À travers l'exemple de BMW, cet article analyse pourquoi cette voie suscite des critiques, les motivations qui sous-tendent les choix des constructeurs et les conséquences pratiques pour les conducteurs.
Les écrans tactiles comme nouveau standard
Ces dernières années, les constructeurs automobiles transfèrent de plus en plus les commandes des principales fonctions du véhicule vers de grands écrans tactiles. Les boutons et molettes physiques disparaissent au profit de menus multicouches et d'icônes virtuelles. Officiellement, cette approche est justifiée par la recherche du minimalisme et d'un « avenir numérique », mais dans la pratique, elle modifie profondément la logique d'interaction entre le conducteur et le véhicule.

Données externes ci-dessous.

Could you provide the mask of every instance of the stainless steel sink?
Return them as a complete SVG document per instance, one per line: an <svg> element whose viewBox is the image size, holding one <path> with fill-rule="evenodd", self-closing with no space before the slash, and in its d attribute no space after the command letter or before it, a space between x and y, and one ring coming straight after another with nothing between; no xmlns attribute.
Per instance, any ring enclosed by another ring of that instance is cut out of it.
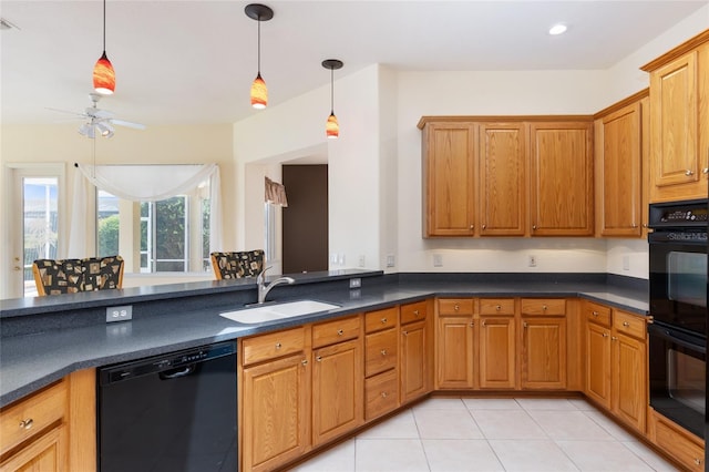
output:
<svg viewBox="0 0 709 472"><path fill-rule="evenodd" d="M263 305L235 311L225 311L219 314L219 316L244 325L256 325L259 322L277 321L304 315L328 311L335 308L340 308L340 306L317 300L298 300L285 304Z"/></svg>

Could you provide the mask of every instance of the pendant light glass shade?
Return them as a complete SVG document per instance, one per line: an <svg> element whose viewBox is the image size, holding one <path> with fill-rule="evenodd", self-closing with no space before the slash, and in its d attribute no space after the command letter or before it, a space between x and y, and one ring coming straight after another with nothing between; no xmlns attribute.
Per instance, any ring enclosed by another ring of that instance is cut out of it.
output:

Même avec une structure de menus bien pensée, les commandes tactiles obligent à détourner le regard de la route. Contrairement aux boutons physiques que l'on peut actionner au toucher, l'écran impose de vérifier constamment la position du doigt. Cela crée une contradiction : les systèmes de sécurité alertent contre les distractions, tandis que l'interface elle-même les favorise.

Sécurité et ergonomie : théorie contre pratique
Des études menées par des instituts indépendants et des universités montrent que les interfaces tactiles dans les véhicules augmentent le temps de réaction du conducteur. La gestion de la climatisation, de la navigation ou du chauffage des sièges via l'écran s'avère plus complexe et plus lente qu'avec les commandes traditionnelles.
Cependant, les constructeurs poursuivent dans cette direction. La raison ne se limite pas au design, mais inclut également des considérations économiques. Les éléments physiques nécessitent un développement spécifique pour chaque modèle, alors qu'un écran universel permet de réduire les coûts grâce à la standardisation et de mettre à jour les fonctionnalités par voie logicielle.
L'histoire d'iDrive et son abandon
Pendant longtemps, BMW a été considérée comme un exemple d'approche plus équilibrée. Apparu au début des années 2000, le système iDrive combinait un écran, une molette de commande rotative et des boutons physiques. Au fil du temps, il a atteint un haut niveau d'ergonomie, permettant d'effectuer de nombreuses opérations sans presque regarder l'écran.
Cependant, la marque a décidé d'abandonner également cette solution. Dans les nouveaux modèles BMW, même le dernier élément physique de commande du système multimédia disparaît progressivement. Toutes les fonctions migrent vers l'écran tactile et les modes d'interaction alternatifs sont supprimés.

Réaction du marché et déclarations de la marque
Malgré l'insatisfaction évidente d'une partie du public, les représentants de BMW affirment que les utilisateurs accueillent ces changements de manière positive. Selon eux, les clients n'expriment pas le souhait de revenir aux boutons traditionnels.
Ces déclarations paraissent controversées, d'autant plus que plusieurs concurrents ont déjà commencé à revoir leurs choix et à réintroduire des commandes physiques pour les fonctions essentielles. La pratique montre que l'expérience réelle d'utilisation diffère sensiblement des impressions recueillies sur les stands d'exposition et lors des présentations.
Conclusion
L'abandon des commandes physiques n'est pas une question de mode, mais un compromis entre réduction des coûts, design et ergonomie. L'exemple de BMW démontre qu'il n'existe pas de solution universelle. Les écrans tactiles simplifient la production, mais compliquent l'interaction avec le véhicule. Dans les années à venir, il deviendra clair dans quelle mesure cette approche est viable et si elle sera ajustée aux besoins réels des conducteurs.